Comment on marque la mort de nos animaux de compagnie à travers l'histoire

20 déc. 2021, 15:46
/ Màj. le 21 déc. 2021 à 11:00
Gaëlle Mandon, médecin vétérinaire.

Aujourd’hui, entre 10 et 15% des animaux de compagnie passeraient par un crématorium. Depuis 1993, date de la première incinération d’un chien en Suisse, la pratique se démocratise.

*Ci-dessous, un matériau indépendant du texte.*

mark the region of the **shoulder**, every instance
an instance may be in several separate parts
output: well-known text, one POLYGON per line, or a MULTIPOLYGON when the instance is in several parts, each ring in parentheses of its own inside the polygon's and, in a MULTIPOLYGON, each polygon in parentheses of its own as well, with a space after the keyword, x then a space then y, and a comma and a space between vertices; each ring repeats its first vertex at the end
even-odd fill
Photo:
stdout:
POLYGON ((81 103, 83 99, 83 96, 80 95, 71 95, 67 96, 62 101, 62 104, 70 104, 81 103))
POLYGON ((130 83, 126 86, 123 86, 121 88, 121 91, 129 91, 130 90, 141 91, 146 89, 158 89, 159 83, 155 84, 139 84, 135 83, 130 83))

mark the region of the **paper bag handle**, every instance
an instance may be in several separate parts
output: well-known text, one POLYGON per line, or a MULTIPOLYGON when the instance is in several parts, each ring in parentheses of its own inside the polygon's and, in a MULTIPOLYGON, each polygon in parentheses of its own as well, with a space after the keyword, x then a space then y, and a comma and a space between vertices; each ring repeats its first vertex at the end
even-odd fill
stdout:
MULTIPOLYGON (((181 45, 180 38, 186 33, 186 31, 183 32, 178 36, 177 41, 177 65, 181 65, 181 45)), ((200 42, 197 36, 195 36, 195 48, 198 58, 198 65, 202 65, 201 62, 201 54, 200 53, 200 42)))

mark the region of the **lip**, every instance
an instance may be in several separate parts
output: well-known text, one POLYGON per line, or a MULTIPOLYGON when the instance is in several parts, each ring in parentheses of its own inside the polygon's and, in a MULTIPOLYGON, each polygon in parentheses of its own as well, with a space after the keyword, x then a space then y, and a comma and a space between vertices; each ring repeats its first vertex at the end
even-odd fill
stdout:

L’évolution de la gestion des corps de nos animaux est spectaculaire et reflète leur place dans nos sociétés à travers les siècles.

Des Romains très attachés

Entre le Ier siècle et le Ve siècle, les Romains réservent une place très forte aux animaux de compagnie. Les chiens favoris sont inhumés avec des stèles mentionnant l’attachement du propriétaire envers son animal. Ce fonctionnement est ainsi assez comparable à celui que l’on connaît actuellement.

Mais ces pratiques vont disparaître avec l’arrivée du christianisme (distinction marquée avec l’homme qui possède une âme, contrairement aux animaux, il est donc exclu de les traiter de la même façon) et les invasions germaniques (là-bas les chiens étaient consommés pour se nourrir).

Ainsi entre le VIe siècle et le XIXe siècle, le chien et le chat changent de statut: ils doivent être utiles et les propriétaires n’hésitent pas à s’en débarrasser eux-mêmes s’ils ne peuvent plus remplir leur fonction, les soins vétérinaires étant réservés aux animaux de rente. Leurs cadavres sont jetés sans plus de formalité.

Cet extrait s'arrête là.